In each of the following questions, two equations (I) and (II) are given. Solve the equations and mark the correct option
I. ` x^(2) - 25 x + 156 = 0 `
II. ` y^(2) - 32 y +255 = 0 `

To solve the given equations step by step, we will follow these procedures for both equations. ### Step 1: Solve the first equation The first equation is: \[ x^2 - 25x + 156 = 0 \] We will factor this quadratic equation. We need to find two numbers that multiply to \( 156 \) (the constant term) and add up to \( -25 \) (the coefficient of \( x \)). 1. The numbers that satisfy these conditions are \( -13 \) and \( -12 \). 2. We can rewrite the equation as: \[ (x - 13)(x - 12) = 0 \] Now, we can set each factor to zero: - \( x - 13 = 0 \) → \( x = 13 \) - \( x - 12 = 0 \) → \( x = 12 \) ### Step 2: Solve the second equation The second equation is: \[ y^2 - 32y + 255 = 0 \] Similarly, we will factor this quadratic equation.

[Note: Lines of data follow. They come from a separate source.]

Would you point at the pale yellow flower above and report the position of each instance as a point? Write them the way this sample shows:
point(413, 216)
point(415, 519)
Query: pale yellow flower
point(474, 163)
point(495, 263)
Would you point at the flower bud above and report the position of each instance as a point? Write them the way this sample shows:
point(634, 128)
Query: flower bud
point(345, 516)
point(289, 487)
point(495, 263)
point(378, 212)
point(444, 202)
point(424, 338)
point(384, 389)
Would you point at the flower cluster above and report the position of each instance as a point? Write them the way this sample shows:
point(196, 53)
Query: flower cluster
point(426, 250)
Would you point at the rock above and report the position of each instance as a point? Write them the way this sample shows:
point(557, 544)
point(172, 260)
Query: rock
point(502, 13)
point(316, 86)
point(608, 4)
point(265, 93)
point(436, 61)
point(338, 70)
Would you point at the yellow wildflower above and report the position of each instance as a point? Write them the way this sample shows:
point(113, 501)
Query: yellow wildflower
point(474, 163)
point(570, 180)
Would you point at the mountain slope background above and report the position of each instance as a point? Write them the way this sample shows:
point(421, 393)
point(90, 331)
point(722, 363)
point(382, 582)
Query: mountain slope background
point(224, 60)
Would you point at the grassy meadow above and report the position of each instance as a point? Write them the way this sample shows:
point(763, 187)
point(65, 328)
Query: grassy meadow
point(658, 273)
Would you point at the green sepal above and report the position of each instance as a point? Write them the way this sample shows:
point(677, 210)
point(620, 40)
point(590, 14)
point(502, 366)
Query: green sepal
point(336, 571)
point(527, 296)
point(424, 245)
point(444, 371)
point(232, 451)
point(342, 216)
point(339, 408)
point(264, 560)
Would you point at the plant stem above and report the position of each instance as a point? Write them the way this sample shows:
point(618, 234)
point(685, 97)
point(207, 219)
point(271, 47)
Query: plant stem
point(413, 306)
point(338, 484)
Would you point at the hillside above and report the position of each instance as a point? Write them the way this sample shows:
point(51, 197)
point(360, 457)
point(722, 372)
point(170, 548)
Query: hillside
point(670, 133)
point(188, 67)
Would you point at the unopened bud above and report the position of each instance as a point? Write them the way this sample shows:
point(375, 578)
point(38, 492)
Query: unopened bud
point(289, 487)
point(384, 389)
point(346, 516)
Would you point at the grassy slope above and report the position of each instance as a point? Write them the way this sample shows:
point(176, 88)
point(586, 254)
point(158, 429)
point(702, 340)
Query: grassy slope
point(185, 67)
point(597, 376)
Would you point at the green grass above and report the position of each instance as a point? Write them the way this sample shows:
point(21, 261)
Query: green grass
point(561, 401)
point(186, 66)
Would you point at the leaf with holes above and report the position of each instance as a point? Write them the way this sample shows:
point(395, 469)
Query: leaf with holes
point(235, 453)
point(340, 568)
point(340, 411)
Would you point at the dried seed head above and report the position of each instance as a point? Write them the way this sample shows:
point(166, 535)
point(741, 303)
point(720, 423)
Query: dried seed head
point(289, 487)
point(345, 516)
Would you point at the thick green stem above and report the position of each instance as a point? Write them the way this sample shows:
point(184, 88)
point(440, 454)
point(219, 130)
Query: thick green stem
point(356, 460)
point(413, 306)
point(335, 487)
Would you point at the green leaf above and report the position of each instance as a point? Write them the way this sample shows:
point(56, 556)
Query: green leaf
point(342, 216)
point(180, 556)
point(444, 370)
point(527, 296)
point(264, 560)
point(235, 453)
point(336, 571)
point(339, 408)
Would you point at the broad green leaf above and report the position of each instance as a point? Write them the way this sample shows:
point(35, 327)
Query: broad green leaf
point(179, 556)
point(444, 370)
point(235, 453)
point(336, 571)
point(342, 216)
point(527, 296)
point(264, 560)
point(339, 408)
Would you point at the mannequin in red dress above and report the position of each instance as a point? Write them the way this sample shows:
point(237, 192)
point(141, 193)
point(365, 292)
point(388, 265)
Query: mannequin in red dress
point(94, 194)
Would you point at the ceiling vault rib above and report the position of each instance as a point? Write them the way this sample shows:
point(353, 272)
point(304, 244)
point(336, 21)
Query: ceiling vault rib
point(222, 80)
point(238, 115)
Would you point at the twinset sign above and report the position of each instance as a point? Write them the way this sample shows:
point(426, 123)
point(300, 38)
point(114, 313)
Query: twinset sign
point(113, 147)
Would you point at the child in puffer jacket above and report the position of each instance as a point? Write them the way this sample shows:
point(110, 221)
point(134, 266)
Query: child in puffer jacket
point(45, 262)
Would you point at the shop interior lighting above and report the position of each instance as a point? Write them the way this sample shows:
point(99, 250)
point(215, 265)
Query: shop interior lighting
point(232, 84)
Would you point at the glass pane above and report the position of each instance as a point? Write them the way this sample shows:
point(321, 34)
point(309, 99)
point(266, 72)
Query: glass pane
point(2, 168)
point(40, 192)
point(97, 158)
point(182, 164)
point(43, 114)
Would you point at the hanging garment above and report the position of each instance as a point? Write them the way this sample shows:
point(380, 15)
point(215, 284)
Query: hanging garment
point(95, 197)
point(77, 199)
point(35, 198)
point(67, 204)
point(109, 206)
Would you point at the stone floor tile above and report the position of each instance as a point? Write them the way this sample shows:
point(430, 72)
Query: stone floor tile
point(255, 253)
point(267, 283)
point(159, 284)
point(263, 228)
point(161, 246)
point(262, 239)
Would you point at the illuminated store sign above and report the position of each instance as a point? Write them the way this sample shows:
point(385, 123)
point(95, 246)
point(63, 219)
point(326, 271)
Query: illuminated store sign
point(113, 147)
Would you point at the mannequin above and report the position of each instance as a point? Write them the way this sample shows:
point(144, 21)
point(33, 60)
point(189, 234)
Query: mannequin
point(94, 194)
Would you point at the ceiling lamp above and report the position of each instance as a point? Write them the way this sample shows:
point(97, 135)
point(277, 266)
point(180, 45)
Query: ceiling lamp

We need to find two numbers that multiply to \( 255 \) and add up to \( -32 \). 1. The numbers that satisfy these conditions are \( -17 \) and \( -15 \). 2. We can rewrite the equation as: \[ (y - 17)(y - 15) = 0 \] Now, we can set each factor to zero: - \( y - 17 = 0 \) → \( y = 17 \) - \( y - 15 = 0 \) → \( y = 15 \) ### Step 3: Compare the values of \( x \) and \( y \) From the solutions, we have: - Values of \( x \): \( 12, 13 \) - Values of \( y \): \( 15, 17 \) Now, we will compare the values: - For \( x = 12 \), \( y = 15 \) → \( x < y \) - For \( x = 13 \), \( y = 15 \) → \( x < y \) - For \( x = 12 \), \( y = 17 \) → \( x < y \) - For \( x = 13 \), \( y = 17 \) → \( x < y \) In all cases, we find that \( x < y \). ### Final Conclusion The relation we have established is: \[ x < y \]